The plan included the provision of a luncheon. For this we purchased tables, paper napkins, and dishes. The children brought from home bread and butter, and a penny for a glass of milk, and an alert principal made practical the cooking lessons given to the older girls in the school by having them prepare the main dish of the pupils’ luncheon—incidentally the first to be provided in the grade schools. Occasionally the approval of the families would be expressed in extra donations, and in the beginning this sometimes took the form of a bottle of beer. Every day one pupil was permitted to invite an adult member of his family to the luncheon, which led naturally to an exchange of visits between members of the family and the teacher.

Among the pupils in this first class was Tony, a Neapolitan, impossible in the grade class because of emotional outbursts called “bad temper,” and an incorrigible truant. When defects of vision were corrected the outbursts became less frequent, and manual work disclosed a latent power of application and stimulated a willingness to attend school. Tony is now a bricklayer, a member of the union in good standing, and last spring he and his father bought a house in Brooklyn.

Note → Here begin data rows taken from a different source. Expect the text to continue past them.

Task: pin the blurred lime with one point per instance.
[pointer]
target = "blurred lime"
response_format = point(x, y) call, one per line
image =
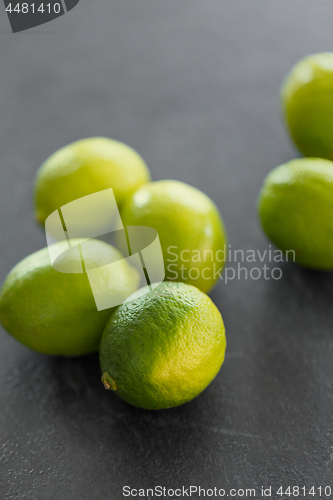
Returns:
point(54, 312)
point(307, 100)
point(296, 210)
point(161, 349)
point(84, 167)
point(189, 226)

Another was Katie. Spinal meningitis when she was very young had left her with imperfect mental powers. Careful examination disclosed impaired control, particularly of the groups of smaller muscles. She has never learned to read, but has developed skill in clay-modeling, and sews and embroiders very well. She makes her clothes and is a cheerful helper to her mother in the work about the house. Last Christmas she sent to the school warm undergarments which she had made, to be given to the children who needed them. Her intelligent father feels that but for the discriminating instruction in the ungraded class her powers would have progressively deteriorated and Katie “would be in darkness.”

The teacher who thus first fixed our attention upon these defective children has long been a member of the settlement family. She has carried us with her in her zeal for them, and we have come to see that it is because the public conscience has been sluggish that means and methods have not been more speedily devised toward an intelligent solution of this serious social problem.